Net Applications, which provides widely followed browser market statistics, posted a report and chart for its most recent analytical period that spells out good news for anyone working on non-Microsoft browsers. The world's leading browser version by market share, according to Net Applications, is Internet Explorer 7.0 - - which saw its share of the market pegged at 47.32 percent.

Now, Net Applications also found that Internet Explorer 6.0 maintains 19.21 percent market share, and that still gives Microsoft ownership of more than two-thirds of the PC browser segment. But the trend is clear and it has been for some time: other browsers, like Mozilla's Firefox and Apple's Safari, are picking up share at Microsoft's expense.

And because no one, single browser application owns most of the market, how the Web winds up on hundreds of millions of the world's PCs and handhelds now varies greater than ever before.

Ah, you say: Microsoft is currently beta-testing, and is closer to launching, IE 8.0. That could pull things back in Redmond's direction, right?
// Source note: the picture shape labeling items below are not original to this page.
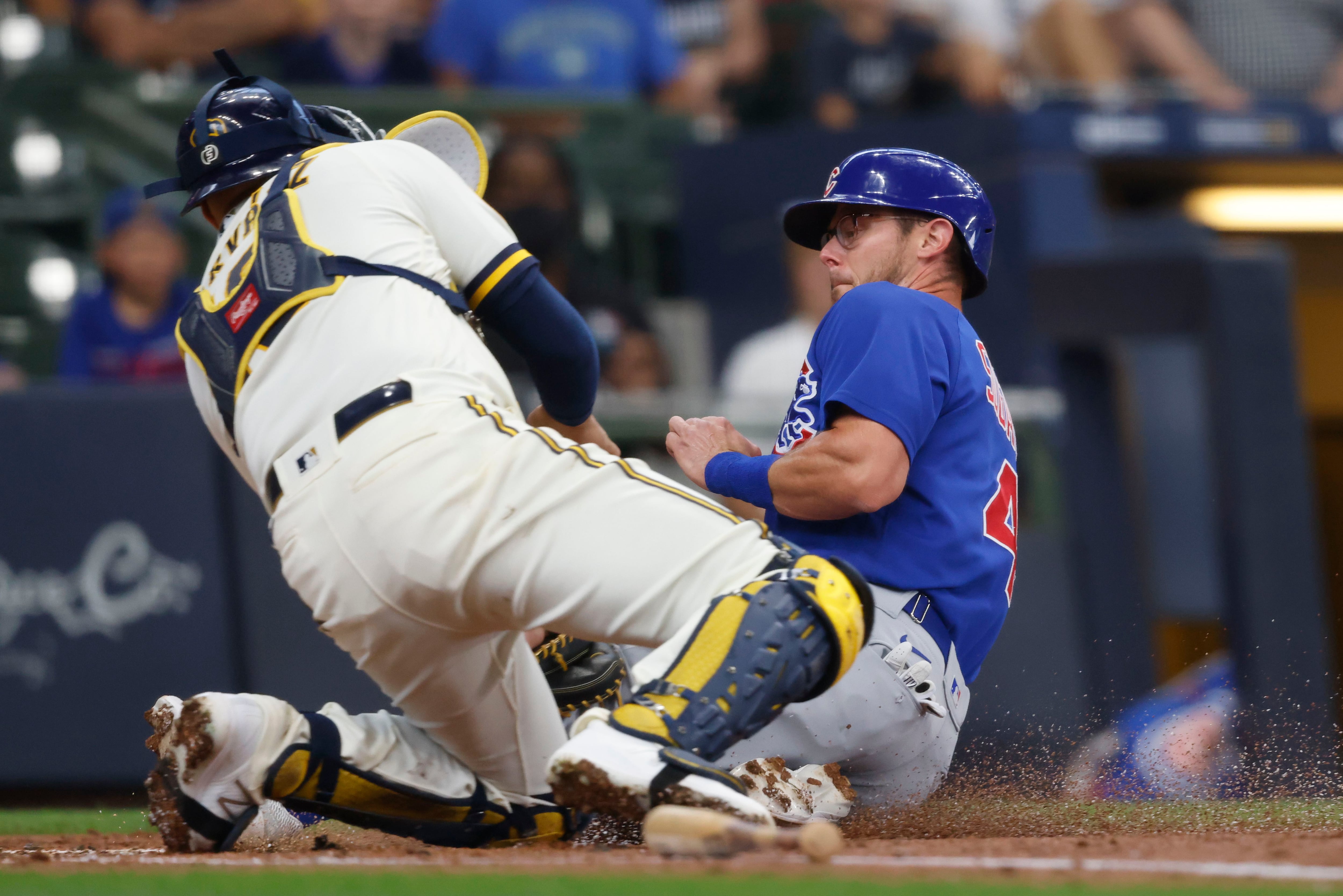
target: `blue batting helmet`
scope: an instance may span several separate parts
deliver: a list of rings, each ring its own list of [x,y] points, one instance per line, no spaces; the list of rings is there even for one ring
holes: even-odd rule
[[[375,138],[356,114],[305,106],[269,78],[244,78],[226,51],[215,58],[228,78],[200,98],[177,132],[179,176],[146,185],[146,197],[187,191],[185,215],[219,189],[274,175],[294,153]]]
[[[830,172],[821,199],[798,203],[783,216],[788,239],[818,249],[835,206],[888,206],[945,218],[966,240],[966,298],[988,286],[994,254],[994,210],[983,188],[960,165],[919,149],[864,149]]]

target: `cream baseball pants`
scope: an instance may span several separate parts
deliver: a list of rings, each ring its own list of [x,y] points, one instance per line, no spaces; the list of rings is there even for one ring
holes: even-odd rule
[[[275,462],[274,545],[322,631],[404,713],[328,704],[342,758],[447,798],[479,776],[525,803],[549,790],[565,733],[521,633],[657,646],[775,548],[759,524],[451,375],[403,379],[410,404],[340,442],[328,419]]]

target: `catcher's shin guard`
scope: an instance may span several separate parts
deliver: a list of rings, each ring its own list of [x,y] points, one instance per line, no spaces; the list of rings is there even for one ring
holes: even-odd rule
[[[310,811],[359,827],[414,837],[435,846],[501,846],[559,840],[577,829],[579,815],[563,806],[506,806],[490,802],[477,782],[467,799],[446,799],[340,758],[340,731],[326,716],[305,712],[312,739],[289,747],[270,767],[265,793],[297,811]]]
[[[560,716],[568,719],[592,707],[615,709],[624,684],[624,657],[615,645],[559,634],[533,650],[551,685]]]
[[[714,599],[663,677],[639,688],[611,725],[666,744],[669,764],[708,774],[786,704],[838,681],[872,630],[872,590],[838,557],[790,553],[787,566]]]

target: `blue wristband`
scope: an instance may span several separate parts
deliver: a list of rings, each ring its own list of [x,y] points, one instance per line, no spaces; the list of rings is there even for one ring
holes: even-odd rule
[[[720,451],[704,467],[704,484],[714,494],[725,494],[759,508],[774,506],[770,490],[770,467],[782,454],[747,457],[737,451]]]

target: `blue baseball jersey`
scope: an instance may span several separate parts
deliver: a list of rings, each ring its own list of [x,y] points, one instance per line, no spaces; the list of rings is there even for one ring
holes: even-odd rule
[[[857,286],[811,337],[775,454],[806,445],[843,408],[904,442],[904,492],[876,513],[807,521],[771,508],[766,521],[876,584],[929,595],[974,681],[1017,578],[1017,434],[988,352],[943,300]]]

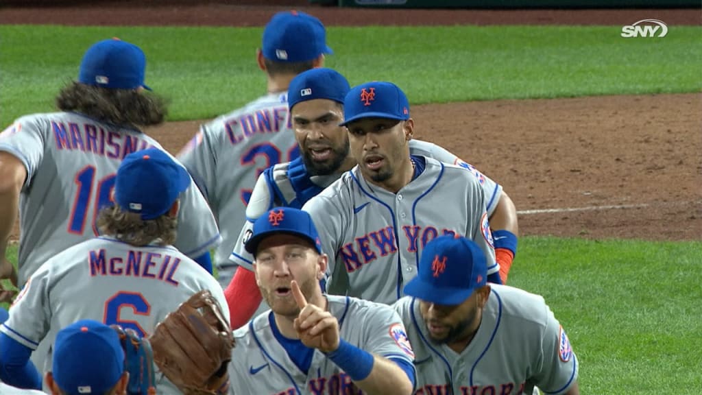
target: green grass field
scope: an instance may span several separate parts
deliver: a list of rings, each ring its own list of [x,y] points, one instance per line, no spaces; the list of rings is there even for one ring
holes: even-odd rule
[[[620,29],[332,27],[327,65],[352,84],[393,81],[413,104],[702,91],[702,29],[673,26],[660,39],[622,39]],[[263,91],[260,32],[0,26],[0,121],[51,110],[84,50],[112,36],[144,48],[147,83],[171,99],[171,119],[213,117]],[[524,237],[510,281],[543,294],[568,330],[583,394],[696,394],[701,262],[698,242]]]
There's a good argument to be made, though, that IE 8.0 -- given the many technical hurdles it must overcome -- will only add to Microsoft's challenges in the browser space.

There are additional implications for all of us, too. As each PC and each device is confronted with its own set of performance, security and use models, the decision of which browser to use becomes more and more critical over time. In the business world, planning and testing are time consuming tasks but they'll become more critical in choosing browsers than most companies have had to encounter until now.

Minority governments can turn into free-for-alls. Vote early and vote often.